The Rochester Americans contacted Glass and invited him to join their team during his week off from classes.
Like a goalie smothering a loose puck in the crease, he jumped at the chance. Glass immediately canceled his tropical trip and signed an amateur tryout contract with the Amerks.
On Mar. 24, the Craven, Sask., native made his professional debut with Rochester, and although the cold ice rink was not nearly as luxurious as the Baja Peninsula, the speedy forward could not imagine being any place else.
“I knew this was going to be just for spring break,” said Glass. “I had my tickets for Cabo, but there was no way that I was going to pass up playing (in Rochester).”
Glass entered the ranks of professional hockey players with a bang, recording his first professional assist/point on Mar. 25 in just his second game with the Amerks. In all, he played in four games for Rochester, finishing with one assist and a plus-three rating.
The 6-foot-1 forward also completed his brief spell in Rochester with five minutes in penalties and a sore left hand after getting involved in his first professional fight.
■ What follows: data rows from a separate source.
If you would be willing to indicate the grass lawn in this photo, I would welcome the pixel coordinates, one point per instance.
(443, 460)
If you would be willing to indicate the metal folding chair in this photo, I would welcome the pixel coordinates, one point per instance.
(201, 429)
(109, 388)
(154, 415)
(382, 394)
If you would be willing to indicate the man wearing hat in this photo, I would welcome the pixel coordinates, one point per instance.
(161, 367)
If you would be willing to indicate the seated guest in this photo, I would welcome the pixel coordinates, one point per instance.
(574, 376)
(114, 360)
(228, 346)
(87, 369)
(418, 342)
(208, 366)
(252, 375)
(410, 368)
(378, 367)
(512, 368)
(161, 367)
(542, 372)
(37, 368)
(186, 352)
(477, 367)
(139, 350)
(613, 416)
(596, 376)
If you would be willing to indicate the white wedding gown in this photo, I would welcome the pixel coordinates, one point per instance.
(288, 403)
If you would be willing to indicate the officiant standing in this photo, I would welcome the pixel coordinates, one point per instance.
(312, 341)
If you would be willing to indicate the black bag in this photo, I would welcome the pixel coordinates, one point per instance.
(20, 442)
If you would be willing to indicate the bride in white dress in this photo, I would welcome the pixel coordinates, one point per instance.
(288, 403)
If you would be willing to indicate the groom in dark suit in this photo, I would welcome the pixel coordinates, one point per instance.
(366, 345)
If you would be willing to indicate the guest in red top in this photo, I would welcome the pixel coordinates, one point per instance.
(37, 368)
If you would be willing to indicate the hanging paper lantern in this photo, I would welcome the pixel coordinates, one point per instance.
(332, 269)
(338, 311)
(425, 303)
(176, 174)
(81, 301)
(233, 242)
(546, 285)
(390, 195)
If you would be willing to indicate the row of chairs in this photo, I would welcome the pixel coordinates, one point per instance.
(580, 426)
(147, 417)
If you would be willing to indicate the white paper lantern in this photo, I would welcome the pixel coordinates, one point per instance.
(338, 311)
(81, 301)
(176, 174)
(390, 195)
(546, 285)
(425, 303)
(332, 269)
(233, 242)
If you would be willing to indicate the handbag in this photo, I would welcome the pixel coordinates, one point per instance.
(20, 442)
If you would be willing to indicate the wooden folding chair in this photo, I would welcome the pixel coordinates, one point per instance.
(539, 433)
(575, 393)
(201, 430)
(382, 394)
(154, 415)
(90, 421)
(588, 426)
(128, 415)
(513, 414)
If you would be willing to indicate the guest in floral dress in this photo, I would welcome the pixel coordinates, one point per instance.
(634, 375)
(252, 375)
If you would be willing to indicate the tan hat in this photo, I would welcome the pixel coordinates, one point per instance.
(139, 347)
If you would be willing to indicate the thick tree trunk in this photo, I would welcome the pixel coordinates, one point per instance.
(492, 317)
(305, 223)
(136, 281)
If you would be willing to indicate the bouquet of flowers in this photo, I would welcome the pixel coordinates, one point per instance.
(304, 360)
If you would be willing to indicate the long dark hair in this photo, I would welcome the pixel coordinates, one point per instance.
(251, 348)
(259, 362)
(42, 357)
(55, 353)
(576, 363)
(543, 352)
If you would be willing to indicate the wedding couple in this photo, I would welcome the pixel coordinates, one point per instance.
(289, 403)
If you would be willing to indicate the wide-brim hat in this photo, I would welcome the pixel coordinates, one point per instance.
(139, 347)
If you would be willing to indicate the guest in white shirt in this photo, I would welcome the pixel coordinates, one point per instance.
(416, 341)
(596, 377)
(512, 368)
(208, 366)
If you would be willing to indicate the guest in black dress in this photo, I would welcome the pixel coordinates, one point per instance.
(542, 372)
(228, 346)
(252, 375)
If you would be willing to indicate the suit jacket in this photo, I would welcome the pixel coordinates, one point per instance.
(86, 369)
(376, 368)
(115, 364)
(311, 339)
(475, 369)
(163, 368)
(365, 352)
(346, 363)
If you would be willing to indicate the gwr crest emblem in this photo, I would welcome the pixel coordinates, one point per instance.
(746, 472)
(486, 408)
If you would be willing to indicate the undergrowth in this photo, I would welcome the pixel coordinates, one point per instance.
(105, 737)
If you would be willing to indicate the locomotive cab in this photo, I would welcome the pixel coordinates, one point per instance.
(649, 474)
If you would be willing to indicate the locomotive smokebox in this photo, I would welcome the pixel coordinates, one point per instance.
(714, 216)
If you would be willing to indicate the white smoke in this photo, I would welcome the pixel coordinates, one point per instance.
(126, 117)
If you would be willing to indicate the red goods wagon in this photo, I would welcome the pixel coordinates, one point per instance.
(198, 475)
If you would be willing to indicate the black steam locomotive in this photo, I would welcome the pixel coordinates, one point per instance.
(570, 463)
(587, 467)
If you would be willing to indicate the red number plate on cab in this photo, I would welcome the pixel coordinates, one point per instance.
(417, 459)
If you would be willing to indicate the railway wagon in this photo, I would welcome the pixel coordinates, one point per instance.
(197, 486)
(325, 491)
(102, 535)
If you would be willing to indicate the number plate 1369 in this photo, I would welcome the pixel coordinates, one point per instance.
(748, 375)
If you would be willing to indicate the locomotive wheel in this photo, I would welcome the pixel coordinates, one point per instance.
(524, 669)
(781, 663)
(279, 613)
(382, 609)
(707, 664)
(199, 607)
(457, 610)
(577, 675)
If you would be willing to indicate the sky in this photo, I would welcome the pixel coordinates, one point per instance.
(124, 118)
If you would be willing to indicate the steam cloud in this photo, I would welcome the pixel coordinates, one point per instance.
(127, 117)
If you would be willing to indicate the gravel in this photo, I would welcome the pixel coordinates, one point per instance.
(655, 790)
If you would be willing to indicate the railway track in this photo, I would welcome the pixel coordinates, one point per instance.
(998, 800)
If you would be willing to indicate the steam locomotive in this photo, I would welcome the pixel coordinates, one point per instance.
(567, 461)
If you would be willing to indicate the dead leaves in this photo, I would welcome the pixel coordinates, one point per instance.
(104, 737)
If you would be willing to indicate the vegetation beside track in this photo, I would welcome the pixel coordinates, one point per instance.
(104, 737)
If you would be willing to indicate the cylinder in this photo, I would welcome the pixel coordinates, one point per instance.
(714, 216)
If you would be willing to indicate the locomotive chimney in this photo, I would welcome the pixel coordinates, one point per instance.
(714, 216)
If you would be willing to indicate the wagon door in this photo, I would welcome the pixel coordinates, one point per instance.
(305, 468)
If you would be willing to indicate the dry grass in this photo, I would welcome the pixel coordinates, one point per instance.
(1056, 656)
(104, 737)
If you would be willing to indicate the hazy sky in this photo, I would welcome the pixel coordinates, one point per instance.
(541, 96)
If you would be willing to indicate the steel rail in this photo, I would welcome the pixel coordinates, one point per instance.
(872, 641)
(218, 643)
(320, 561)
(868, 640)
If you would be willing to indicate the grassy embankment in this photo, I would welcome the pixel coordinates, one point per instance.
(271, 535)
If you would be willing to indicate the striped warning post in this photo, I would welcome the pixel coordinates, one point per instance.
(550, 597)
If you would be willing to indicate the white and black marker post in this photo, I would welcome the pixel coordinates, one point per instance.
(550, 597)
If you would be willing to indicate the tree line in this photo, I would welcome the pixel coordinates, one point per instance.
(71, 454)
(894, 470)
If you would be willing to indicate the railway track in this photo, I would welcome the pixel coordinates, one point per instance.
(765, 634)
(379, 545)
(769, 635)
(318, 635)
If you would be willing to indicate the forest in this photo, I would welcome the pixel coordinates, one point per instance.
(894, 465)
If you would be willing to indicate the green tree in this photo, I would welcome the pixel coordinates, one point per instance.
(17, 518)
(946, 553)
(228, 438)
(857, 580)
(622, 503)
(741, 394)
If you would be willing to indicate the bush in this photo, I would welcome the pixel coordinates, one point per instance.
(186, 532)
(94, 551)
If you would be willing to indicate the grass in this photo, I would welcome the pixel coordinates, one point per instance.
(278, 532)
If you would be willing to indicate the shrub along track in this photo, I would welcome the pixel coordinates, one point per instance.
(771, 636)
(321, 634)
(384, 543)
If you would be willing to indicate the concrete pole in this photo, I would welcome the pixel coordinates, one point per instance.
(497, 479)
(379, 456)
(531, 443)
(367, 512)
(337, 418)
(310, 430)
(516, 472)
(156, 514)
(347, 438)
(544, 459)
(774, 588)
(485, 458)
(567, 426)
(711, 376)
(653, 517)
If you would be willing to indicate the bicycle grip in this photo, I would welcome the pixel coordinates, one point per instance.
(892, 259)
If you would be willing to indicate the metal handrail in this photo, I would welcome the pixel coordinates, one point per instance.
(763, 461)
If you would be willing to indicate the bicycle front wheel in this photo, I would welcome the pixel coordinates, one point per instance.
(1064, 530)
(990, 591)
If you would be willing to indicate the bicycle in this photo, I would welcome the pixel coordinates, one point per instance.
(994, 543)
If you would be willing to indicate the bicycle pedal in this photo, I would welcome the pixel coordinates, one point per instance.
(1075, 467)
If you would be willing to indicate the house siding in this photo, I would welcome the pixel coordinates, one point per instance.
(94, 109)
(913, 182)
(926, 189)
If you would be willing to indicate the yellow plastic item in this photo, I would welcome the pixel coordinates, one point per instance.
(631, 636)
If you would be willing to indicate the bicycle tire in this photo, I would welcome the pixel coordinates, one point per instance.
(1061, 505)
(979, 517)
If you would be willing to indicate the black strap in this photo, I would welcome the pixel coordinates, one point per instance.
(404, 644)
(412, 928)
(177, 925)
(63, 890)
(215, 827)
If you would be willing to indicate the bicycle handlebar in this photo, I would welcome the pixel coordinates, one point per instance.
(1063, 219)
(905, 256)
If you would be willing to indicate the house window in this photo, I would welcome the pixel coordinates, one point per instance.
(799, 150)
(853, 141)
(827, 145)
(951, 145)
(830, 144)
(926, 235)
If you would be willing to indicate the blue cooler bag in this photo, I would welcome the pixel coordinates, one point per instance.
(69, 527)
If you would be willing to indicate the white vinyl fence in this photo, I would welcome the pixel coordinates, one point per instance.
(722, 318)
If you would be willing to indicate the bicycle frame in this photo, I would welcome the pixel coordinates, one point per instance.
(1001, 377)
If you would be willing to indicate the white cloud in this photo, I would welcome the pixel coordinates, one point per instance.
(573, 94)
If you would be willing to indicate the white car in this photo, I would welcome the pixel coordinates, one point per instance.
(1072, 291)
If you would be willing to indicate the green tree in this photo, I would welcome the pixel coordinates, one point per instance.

“I’ve been waiting for that for four years,” said Glass after the game.
While in Rochester, Glass likely caught the eyes of many National Hockey League scouts and coaches. With his trademark lumberjack appearance and composed-beyond-his-years play on the ice, he is certainly a difficult player to forget.
Amerks head coach Randy Cunneyworth certainly liked what he saw.
“He’s very good, a hard worker,” said Cunneyworth, who is behind the Amerks’ bench for a seventh year this season. “He’s good at both ends, and he’s not afraid to go into traffic. It’s no surprise that he’s captain of his team back at school. He’s very coachable and eager to learn. We threw him into the fire and he did a great job. He definitely made good on his opportunity here.”
As his Spring Break came to a close, Glass was forced to leave his new team and head back to Dartmouth to wrap up his final semester. After his last game in Rochester, Glass packed up his equipment and said his goodbyes. He exchanged phone numbers with several of his new teammates and walked out the door of the Blue Cross Arena with his green Dartmouth bag over his shoulder.
“It was fun,” said Glass of his first professional experience. “It was good to come in and measure myself up against other players. It was a pleasure playing with a bunch of great guys and for a great organization. Everyone was very professional.”
As he made his exit at the Blue Cross Arena and the door slowly shut behind him, axioms about doors being opened and the crossing of thresholds came to mind. Perhaps the most fitting adage for the situation, however, has to do with having a foot in a door. Glass’ foot is definitely there, and judging by his performance in his first week as a professional player, it will not be long before someone relieves his foot and lets him back in.